Il prete sarà santo se in un mondo incerto e confuso, perciò esposto alla tentazione securista, saprà educare alla libertà. Una libertà che oggi si declina come sbilanciamento al di fuori di sé e verso un “oltre” delle cose, del tempo, nelle relazioni. La fede è possibile se lascia il guscio dell’adesione a verità rassicuranti per giocarsi nell’affidamento, consapevoli che questo universo totalizzante non basta a se stesso, questa mia vita non basta a se stessa.
Sbilanciamento “fiducioso” (cioè nella fede) è saper attraversare, non da soli ma come Chiesa, i luoghi della precarietà. In particolare due.
1) La preghiera – che condivide la radice etimologica della precarietà – come apertura al mistero, affidamento a Qualcuno sul quale si proietta il baricentro della propria esistenza.
2) La carità come ricupero di quella sempre più ampia quota di umanità che la società della tecnica, società degli “scarti”, butta via.
Le vie, i modelli e le forme
La gioia – cifra del magistero di papa Francesco – è un dono e una virtù, da invocare e da coltivare, grazia e ascesi, preghiera e carità. Nel mondo che abbiamo descritto, è mai possibile una santità gioiosa per il prete? Non al di fuori di un esercizio sapiente del proprio ministero. L’esortazione Gaudete et exsultate ne traccia le vie per tutti i battezzati, anche per il prete.
Scoprire il bene ovunque si manifesti, consapevoli che lo Spirito precede sempre l’evangelizzatore e che si tratta di farsi sacramento di una “santità ospitale” come quella incarnata da Gesù, che creava nell’incontro lo spazio perché fiorisse il meglio di entrambi: «la “tua” fede ti ha salvato». Coltivare uno sguardo contemplativo e accogliente, sul mondo, sulle persone, sulle vicende. Crescere nella pazienza, rinunciando alla tentazione diffusa e disumanizzante del “tutto subito” e vivendo lo stile opposto della gratuità. Trovare libertà non nell’accumulo che promette autonomia, ma nella povertà dell’essenziale; non solo quanto all’avere ma anche quanto al fare: fare meno per imparare a fare meglio e insieme, dire dei no, accettare di deludere… Assaporare la grazia della fraternità.
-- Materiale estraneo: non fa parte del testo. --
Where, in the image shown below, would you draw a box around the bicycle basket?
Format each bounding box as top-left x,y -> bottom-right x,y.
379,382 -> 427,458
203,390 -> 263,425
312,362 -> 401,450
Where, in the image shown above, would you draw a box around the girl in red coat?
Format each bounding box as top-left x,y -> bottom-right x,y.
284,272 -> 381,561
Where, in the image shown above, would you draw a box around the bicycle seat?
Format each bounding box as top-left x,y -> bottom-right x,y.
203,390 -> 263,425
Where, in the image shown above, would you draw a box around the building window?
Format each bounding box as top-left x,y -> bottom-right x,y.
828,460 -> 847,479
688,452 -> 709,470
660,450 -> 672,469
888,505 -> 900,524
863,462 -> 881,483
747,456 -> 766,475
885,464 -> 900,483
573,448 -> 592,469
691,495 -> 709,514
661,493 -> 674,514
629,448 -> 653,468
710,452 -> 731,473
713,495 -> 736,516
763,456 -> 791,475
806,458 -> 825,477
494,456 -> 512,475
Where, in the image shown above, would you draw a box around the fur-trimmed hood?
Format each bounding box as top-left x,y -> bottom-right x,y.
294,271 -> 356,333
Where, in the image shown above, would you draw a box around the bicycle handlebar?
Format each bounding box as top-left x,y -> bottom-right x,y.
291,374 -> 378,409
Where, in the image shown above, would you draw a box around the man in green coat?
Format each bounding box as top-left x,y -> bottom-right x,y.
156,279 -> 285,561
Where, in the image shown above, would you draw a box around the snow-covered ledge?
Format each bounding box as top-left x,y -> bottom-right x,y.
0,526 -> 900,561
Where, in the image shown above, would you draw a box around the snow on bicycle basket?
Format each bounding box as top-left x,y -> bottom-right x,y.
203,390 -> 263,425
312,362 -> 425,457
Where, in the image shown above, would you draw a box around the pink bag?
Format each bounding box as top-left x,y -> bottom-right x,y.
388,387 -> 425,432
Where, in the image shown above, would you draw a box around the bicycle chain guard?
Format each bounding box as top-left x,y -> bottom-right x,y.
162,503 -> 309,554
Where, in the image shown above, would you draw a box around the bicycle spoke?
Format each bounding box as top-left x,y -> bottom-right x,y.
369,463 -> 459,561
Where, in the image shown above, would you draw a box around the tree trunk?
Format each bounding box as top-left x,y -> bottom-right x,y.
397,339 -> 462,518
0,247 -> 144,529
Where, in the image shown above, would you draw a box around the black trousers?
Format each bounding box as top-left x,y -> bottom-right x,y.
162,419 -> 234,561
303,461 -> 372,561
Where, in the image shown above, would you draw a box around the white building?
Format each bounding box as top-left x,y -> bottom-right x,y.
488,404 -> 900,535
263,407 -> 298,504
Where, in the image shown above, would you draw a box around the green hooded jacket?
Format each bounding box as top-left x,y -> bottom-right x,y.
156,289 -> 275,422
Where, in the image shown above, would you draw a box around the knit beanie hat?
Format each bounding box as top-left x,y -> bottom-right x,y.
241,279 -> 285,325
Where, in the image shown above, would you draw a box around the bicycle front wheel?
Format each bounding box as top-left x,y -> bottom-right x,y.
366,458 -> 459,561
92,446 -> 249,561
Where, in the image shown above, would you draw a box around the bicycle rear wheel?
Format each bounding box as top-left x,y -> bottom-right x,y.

I modelli di ministero del passato sono semplicemente improponibili. Senza perderne la dimensione teologica ed ecclesiale, occorre riscriverli.
Il missionario: colui che porta e però riceve. Andare alla missione non con “bastimenti carichi di”, ma con lo zaino alleggerito (prima che qualcuno derubi “provvidenzialmente” il superfluo!).
Il pastore: educa e viene educato, ha una meta da indicare al vagare di un’epoca incerta, ma sa di non poterla raggiungere in solitaria. Opera per l’unità multiforme, consapevole che solo insieme se ne esce.
Il profeta: accetta l’incomprensione e perfino il rifiuto, non dall’alto di una presunta superiorità morale, ma dalla semplice consapevolezza di essere custode di una differenza, di un di più, di un oltre.
Il sacerdote: vive l’intera esistenza, non solo il ministero, come “sacrificio spirituale”, offerta di sé, fino a perdere la propria vita perché un altro viva.
Il cattolicesimo – a differenza di altre confessioni cristiane – ha sempre mostrato nella storia la genialità delle forme, la capacità di reinventare i modi ancorando la sostanza. Genio che è opera dello Spirito e non v’è chi non veda che i suoi frutti sono amore, gioia, pace, magnanimità, benevolenza… Non è di questo che abbiamo parlato?